Die Stadt Stuttgart verbietet mit einer Allgemeinverfügung Klimaproteste auf den zentralen Straßen der Landeshauptstadt, bei denen sich Personen etwa ankleben, einbetonieren oder anketten. Das teilte die Verwaltung in einer Mitteilung am Donnerstagnachmittag mit. Die Regelung greife ab Samstag (8.7.) und gelte bis Ende des Jahres, heißt es weiter. Verboten sei sowohl das Veranstalten von Blockaden wie auch die Teilnahme.

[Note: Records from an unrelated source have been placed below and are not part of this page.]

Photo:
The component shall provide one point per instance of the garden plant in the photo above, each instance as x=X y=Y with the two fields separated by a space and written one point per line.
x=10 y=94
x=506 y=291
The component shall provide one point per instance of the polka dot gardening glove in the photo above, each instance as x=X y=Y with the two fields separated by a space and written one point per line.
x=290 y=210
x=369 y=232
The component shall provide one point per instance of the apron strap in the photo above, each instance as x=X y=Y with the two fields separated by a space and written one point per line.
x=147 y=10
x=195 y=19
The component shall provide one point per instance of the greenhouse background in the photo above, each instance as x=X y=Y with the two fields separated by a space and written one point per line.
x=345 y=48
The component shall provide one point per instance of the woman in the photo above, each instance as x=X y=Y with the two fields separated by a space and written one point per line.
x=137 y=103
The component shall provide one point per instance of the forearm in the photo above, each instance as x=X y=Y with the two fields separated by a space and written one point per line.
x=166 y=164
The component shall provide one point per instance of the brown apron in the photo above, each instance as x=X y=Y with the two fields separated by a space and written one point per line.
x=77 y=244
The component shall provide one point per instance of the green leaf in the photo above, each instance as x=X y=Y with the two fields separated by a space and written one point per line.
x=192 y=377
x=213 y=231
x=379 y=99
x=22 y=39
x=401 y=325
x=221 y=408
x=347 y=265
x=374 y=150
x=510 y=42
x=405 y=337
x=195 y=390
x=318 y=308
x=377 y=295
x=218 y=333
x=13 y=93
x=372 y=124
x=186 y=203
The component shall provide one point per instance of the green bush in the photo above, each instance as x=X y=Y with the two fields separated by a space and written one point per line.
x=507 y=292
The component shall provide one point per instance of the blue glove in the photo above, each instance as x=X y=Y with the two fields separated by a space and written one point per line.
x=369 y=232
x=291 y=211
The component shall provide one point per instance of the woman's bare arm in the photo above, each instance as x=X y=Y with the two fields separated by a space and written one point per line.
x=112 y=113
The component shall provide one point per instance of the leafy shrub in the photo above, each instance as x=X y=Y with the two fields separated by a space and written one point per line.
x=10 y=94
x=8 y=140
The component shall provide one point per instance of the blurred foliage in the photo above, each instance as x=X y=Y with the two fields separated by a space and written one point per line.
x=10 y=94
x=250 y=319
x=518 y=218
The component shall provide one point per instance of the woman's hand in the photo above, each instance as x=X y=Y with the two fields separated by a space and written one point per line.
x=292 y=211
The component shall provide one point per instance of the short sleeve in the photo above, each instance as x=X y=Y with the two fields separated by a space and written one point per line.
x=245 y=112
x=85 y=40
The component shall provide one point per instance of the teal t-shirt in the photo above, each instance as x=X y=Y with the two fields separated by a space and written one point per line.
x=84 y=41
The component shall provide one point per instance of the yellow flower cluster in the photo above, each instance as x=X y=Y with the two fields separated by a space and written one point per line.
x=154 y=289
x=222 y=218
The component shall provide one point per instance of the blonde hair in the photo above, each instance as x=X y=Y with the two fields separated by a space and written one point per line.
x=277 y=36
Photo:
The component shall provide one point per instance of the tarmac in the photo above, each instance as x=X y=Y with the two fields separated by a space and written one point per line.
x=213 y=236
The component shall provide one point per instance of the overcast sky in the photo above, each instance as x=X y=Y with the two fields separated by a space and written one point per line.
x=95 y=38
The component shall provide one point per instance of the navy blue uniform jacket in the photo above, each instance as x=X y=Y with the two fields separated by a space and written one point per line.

Nopper: Blockaden der Klimaktivisten seien nicht hinnehmbar
"Klimakleber gefährden sich und andere, sie gefährden sogar Rettungseinsätze", lässt sich Stuttgarts Oberbürgermeister Frank Nopper (CDU) in der Mitteilung der Stadt zitieren. Es sei nicht einzusehen, dass einzelne ohne vorherige Anmeldung "nach dem Gutdünken" Straßen blockierten. Das Verbot wolle man aber nicht so verstanden wissen, dass die Stadt sich nicht für Klimaschutz und Klimaneutralität engagieren möchte.
Reaktionen reichen von "unverhältnismäßig" bis "wichtiger Schritt"
Die CDU Gemeinderatsfraktion begrüßt das Verbot von Straßenblockaden im Zusammenhang mit Klimaschutzprotesten. Die Freude sei sehr groß, dass die Stadtverwaltung endlich die von der CDU beantragte Allgemeinverfügung umgesetzt habe. Diese sei ein "wichtiger Schritt zur Aufrechterhaltung des öffentlichen Lebens", heißt es in einer Pressemitteilung. Die Grünen im Stuttgarter Gemeinderat sprechen hingegen von einer unnötigen "Verschärfung der Debatte". Die Maßnahme sei unverhältnismäßig, denn der Protest werde bereits sanktioniert.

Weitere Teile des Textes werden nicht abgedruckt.